In response to some post-debate instant polling Jonathan Chait offers this thought:
The number that most struck me, less from a political point of view than a historic one, is the question of which candidate seemed more intelligent: 57% said Obama, 25% said McCain. No kidding, you say. Except that Obama is black. I think it says something pretty amazing about the country that such a wide majority would deem the black candidate more intelligent than the white candidate.Ta-Nehisi Coates made an interesting observation the other day about how racism is running smack into necessity and racism is losing. To wit: even racists are lurching towards Obama because in McCain they see a man unfit to be president. Racism as a luxury -- a novel concept being born out by our generation's JFK.
5 Comments:
Only The New Republic would state that it's "amazing" that our country could find a highly educated black politician more intelligent than a half-senile old white dude.
What's amazing is that The New Republic is still a respected publication after the whole Stephen Glass affair.
The New Republic is not saying it's amazing there's a smart black candidate. They're saying it's amazing that he is overwhelmingly viewed as the more intelligent candidate. It is remarkable.
I get what the New Republic is saying, but I don't think it's that remarkable that our country isn't overwhelmingly racist. I get that we've all set low standards for our fellow Americans after the past 8 years of voter idiocy, but it's a little too elitist for me to say that people can't recognize and appreciate an articulate candidate when they see one - regardless of their race. They just haven't been offered one in about... ummm 40 years?

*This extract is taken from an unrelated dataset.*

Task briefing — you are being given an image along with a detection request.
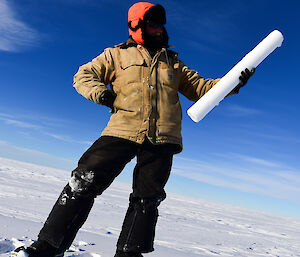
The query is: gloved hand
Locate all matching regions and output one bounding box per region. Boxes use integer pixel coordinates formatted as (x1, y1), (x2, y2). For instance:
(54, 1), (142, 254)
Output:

It is remarkable that our country isn't overwhelmingly racist given our history, but I don't think overt racism is what the New Republic is pointing to. It's the latent racism that's been the standard for so many years. It was not long ago that people like Colin Powell were lauded for being articulate (and it was only last summer that Joe Biden said the same thing about Obama). The soft bigotry of lower expectations is what we're dealing with here.